There's also considerations as to which order people move/attack for the sake of placement or not wasting actions.
Declarations and Nullified Actions
If the enemy wins initiative and ducks behind cover before you can shoot an arrow, you just wasted your action. If you win initiative and get into melee with the enemy, they don't get to run without risking another attack, etc. (This becomes really nasty when you combine it with morale rules - you hit first, they run, you hit again...)
A/B/A style of Old School Initiative
I swear I've seen this elsewhere as well, but Philtomy's D&D ideas about initiative take the same basic structure but instead of one group goes (move/missle/magic/melee) it lets them go back and forth within that.
Philtomy's version is a bit more in depth, but a simpler version to consider is:
Group A fires Missles
Group B fires Missles
Group A casts Spells
Group B casts Spells
Group A Moves (Either full or 1/2)
Group B Moves
Group A Moves (if they've moved 1/2 before)
Group A Melee
Group B Melee
This means the group has to really think about who they target and where they place themselves and what order.
Winning Initiative is a big advantage
In the old school method, you can see your side can get several attacks or spells in consecutively - which makes it more likely for you to knock out at least some of the opposition - when an opponent is down it's not returning the favor. Given how low the hitpoints were for many characters/creatures, you could quickly wipe out a fair number of them and get them to face a morale check.

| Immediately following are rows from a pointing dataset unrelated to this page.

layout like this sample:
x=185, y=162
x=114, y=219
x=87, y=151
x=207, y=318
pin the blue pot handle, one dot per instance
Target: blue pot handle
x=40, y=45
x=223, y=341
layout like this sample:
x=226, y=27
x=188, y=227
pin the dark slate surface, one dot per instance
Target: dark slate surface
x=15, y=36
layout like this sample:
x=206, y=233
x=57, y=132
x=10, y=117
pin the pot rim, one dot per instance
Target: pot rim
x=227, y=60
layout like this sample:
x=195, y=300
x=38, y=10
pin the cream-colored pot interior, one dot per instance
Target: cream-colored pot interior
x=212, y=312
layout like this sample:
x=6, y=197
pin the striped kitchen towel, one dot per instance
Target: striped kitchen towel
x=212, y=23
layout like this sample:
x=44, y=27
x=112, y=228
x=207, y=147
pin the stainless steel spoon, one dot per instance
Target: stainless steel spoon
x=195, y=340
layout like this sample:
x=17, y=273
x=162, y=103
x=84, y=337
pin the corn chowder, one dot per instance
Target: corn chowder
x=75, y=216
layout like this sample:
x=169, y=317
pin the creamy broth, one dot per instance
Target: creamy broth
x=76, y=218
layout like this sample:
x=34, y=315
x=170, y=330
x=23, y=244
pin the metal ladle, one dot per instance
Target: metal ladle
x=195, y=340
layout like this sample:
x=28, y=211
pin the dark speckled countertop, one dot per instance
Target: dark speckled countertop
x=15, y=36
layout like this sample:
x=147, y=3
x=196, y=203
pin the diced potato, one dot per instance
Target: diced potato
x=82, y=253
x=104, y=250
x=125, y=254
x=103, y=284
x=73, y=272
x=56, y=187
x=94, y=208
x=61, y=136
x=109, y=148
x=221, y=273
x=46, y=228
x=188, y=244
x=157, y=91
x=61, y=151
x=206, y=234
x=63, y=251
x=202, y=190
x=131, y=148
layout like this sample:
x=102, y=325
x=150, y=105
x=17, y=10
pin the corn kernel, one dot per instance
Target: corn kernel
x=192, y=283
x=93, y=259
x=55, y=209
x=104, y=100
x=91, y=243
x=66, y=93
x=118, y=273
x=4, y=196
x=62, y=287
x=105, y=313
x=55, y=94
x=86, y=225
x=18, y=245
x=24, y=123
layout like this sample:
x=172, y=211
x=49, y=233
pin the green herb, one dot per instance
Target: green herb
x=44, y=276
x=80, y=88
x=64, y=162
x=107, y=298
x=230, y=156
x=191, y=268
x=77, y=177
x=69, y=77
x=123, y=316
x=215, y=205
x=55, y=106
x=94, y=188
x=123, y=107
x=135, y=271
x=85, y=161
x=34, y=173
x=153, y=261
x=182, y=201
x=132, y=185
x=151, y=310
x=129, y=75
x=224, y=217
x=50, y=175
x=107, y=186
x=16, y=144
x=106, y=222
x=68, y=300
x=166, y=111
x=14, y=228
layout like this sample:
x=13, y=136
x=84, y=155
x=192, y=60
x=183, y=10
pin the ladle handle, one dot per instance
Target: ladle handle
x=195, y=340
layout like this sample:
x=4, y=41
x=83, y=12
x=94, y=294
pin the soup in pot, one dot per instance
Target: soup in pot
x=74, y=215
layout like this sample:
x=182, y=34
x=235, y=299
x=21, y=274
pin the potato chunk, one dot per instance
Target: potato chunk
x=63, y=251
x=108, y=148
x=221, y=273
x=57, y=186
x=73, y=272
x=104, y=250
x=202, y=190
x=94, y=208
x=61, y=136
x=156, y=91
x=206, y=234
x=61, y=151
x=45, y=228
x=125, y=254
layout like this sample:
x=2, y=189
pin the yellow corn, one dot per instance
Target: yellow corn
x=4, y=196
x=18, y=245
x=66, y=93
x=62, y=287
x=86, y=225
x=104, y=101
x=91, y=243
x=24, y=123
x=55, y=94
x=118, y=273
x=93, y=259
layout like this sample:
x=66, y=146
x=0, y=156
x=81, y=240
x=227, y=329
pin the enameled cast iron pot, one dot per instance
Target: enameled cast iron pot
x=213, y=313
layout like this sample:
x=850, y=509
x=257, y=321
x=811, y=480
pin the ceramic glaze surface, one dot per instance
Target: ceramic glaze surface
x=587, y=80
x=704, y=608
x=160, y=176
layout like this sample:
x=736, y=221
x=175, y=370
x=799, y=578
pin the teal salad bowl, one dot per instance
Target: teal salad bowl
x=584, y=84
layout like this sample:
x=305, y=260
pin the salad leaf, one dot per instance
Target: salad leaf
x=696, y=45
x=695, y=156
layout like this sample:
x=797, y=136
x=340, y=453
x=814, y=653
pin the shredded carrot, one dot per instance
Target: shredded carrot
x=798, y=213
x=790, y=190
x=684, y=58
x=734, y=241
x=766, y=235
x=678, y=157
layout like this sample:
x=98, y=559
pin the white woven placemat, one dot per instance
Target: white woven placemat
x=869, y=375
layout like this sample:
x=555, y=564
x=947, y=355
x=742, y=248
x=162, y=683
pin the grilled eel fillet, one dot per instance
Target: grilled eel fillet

Initiative modifiers are based on teamwork/larger conditions
Since you're rolling for a whole side, you don't have to track each monster's modifiers for initiative - it really only comes up if it's a group of the same type and they have some kind of special ability ("Surprises people 3 out of 6 times because they're NINJA werewolves" or whatever)..
This is either a feature or a drawback depending on how you want to look at it. Sure, the fast guy is probably going to go before everyone else, but in a large team fight when you have combat rounds that are a minute long, we're talking a different scale than a single attack or two.
New Individual Initiative
The individual initiative systems allow a lot for specific characters to have bonuses/modifiers on different things and getting to go first, "ready actions" and all kinds of tactics around that.
On the other hand, outside of readying actions, you pretty much are 100% crap shoot as to which order characters go in, which means coordinating spells or combined actions ("No, let me shoot him with the arrow before you run in") becomes significantly more complicated for players to deal with (many groups never figure it out and just give up on that kind of teamwork altogether).
It also takes longer to adjucate and you end up tracking a lot of initiative round to round.